Like the social classless society where money is considered an enemy, Nigeria's currency, the naira may be full in your hand but can do less.
A typical coloured paper may fill a room, I mean standard room but cannot buy a loaf of bread. That is the situation of the naira as we speak. At a time, the naira was stronger in value than the dollar. How come the currency depreciated so much? This is the question that would rage in the minds of an average layman.
On Friday, the green bank note further nosedive from #778 to #780 per $1. This current shift has been aligned to the rush to remove the naira from the streets in the apex bank policy of changing the notes to newer designs.
In the early 1970s, the naira was so strong that it was changing #1 to $1.7 but over the years, the biggest economy in Africa has suffered a huge blow due to the fall in the price of petroleum products in the international market. This factor has been a major determinant to the movement of the naira on the appraisal graph.

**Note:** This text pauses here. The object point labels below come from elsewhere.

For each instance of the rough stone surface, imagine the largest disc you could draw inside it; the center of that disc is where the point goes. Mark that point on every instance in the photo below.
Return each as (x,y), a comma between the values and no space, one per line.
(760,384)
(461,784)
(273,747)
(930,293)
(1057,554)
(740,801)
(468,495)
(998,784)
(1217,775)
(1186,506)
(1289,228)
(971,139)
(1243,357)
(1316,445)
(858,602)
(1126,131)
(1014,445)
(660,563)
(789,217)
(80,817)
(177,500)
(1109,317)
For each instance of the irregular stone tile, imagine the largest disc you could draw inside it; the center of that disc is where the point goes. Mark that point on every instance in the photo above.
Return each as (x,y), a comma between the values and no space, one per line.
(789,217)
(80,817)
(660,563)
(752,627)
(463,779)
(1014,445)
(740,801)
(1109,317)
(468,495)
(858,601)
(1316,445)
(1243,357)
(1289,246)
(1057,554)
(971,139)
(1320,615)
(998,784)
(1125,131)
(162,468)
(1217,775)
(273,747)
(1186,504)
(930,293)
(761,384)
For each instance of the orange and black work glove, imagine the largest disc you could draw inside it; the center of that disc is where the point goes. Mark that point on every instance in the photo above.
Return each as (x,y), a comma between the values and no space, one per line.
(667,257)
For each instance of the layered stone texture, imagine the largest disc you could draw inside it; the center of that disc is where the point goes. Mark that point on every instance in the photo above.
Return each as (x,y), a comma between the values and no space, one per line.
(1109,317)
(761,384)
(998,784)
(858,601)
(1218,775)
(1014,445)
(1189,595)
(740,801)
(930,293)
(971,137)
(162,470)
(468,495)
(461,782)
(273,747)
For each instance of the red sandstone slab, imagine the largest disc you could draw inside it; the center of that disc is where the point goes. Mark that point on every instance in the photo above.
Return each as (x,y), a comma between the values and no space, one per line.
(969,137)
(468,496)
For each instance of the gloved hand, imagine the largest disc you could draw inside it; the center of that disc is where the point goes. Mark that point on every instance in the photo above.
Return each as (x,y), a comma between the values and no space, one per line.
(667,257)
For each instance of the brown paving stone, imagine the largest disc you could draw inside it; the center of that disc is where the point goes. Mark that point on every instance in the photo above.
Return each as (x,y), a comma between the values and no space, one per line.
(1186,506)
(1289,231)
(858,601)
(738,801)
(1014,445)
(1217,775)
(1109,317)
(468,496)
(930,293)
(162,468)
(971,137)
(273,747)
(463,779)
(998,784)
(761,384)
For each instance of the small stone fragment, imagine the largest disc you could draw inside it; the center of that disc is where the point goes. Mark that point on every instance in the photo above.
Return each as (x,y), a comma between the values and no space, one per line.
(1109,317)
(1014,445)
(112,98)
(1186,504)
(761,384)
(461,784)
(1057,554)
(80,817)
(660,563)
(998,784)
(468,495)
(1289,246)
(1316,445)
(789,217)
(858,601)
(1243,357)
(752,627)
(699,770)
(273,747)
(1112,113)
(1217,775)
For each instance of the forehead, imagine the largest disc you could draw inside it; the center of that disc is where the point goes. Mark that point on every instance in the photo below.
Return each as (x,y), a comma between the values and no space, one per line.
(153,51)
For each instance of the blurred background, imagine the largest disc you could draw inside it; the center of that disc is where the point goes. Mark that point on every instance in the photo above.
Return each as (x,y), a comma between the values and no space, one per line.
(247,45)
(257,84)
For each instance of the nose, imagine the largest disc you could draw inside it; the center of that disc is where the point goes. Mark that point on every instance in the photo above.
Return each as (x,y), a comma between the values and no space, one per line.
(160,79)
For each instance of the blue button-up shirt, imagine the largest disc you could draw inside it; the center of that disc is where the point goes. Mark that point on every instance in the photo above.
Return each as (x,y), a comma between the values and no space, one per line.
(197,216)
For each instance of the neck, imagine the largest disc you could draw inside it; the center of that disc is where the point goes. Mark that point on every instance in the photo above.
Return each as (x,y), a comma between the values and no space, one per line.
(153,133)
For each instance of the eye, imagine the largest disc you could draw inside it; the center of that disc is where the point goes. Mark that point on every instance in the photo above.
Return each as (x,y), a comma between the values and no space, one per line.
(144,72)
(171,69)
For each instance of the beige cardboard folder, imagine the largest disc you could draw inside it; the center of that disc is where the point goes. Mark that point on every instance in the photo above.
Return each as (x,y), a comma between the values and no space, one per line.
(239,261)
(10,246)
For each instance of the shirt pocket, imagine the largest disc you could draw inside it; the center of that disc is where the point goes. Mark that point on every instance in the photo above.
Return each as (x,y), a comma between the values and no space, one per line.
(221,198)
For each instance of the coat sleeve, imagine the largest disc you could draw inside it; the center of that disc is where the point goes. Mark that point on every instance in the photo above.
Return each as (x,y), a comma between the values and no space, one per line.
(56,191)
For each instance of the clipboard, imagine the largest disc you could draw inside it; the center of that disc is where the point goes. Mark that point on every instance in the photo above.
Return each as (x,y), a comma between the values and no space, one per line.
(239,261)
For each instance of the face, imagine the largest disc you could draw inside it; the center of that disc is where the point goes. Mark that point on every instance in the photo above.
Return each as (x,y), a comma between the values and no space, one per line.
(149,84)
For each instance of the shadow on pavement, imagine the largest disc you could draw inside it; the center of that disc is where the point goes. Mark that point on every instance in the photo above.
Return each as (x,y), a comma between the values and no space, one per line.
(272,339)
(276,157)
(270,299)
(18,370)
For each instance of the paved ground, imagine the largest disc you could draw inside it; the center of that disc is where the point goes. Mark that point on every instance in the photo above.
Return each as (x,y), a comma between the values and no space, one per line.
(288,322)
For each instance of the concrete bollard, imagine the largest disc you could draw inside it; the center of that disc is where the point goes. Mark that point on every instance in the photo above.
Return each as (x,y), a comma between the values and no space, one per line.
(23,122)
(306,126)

From 1999, when the nation assumed a new political phase of democracy, the economic imbalances have affected economic activities as much as the value of the naira.
During the regime of Chief Olusegun Obasanjo, the naira was selling for between #188 to #210 per $1. The coordinating minister for the economy, Dr (Mrs) Ngozi Okonjo-Iwealla, now the current president of the World Trade Organization and a former world bank director was able to make the economy work and become productive as a result.
What is now different?
Clear enough, when the economic policy is not differentiated from the political policy, you should expect this.
The elite, those with both political and economic power are conniving with government agency to siphon our major income source, thereby making the products cheap and vulnerable.
There should be a clear distinction between the running of the economy of any nation and the political activities.
For example, the pipeline that transports crude products from the point of extraction to the loading point have been undermined by some political juggernaut, thereby reducing our collective income. This goes to say that there are some individuals, criminally minded persons who are richer than our dear country only by stealing from our national treasury.
Hopefully, in the coming days, the naira should gain some strength after the redesigning.
I would rather that the prevailing economic policies be looked into first. One may not align redesigning the naira note as an economic policy.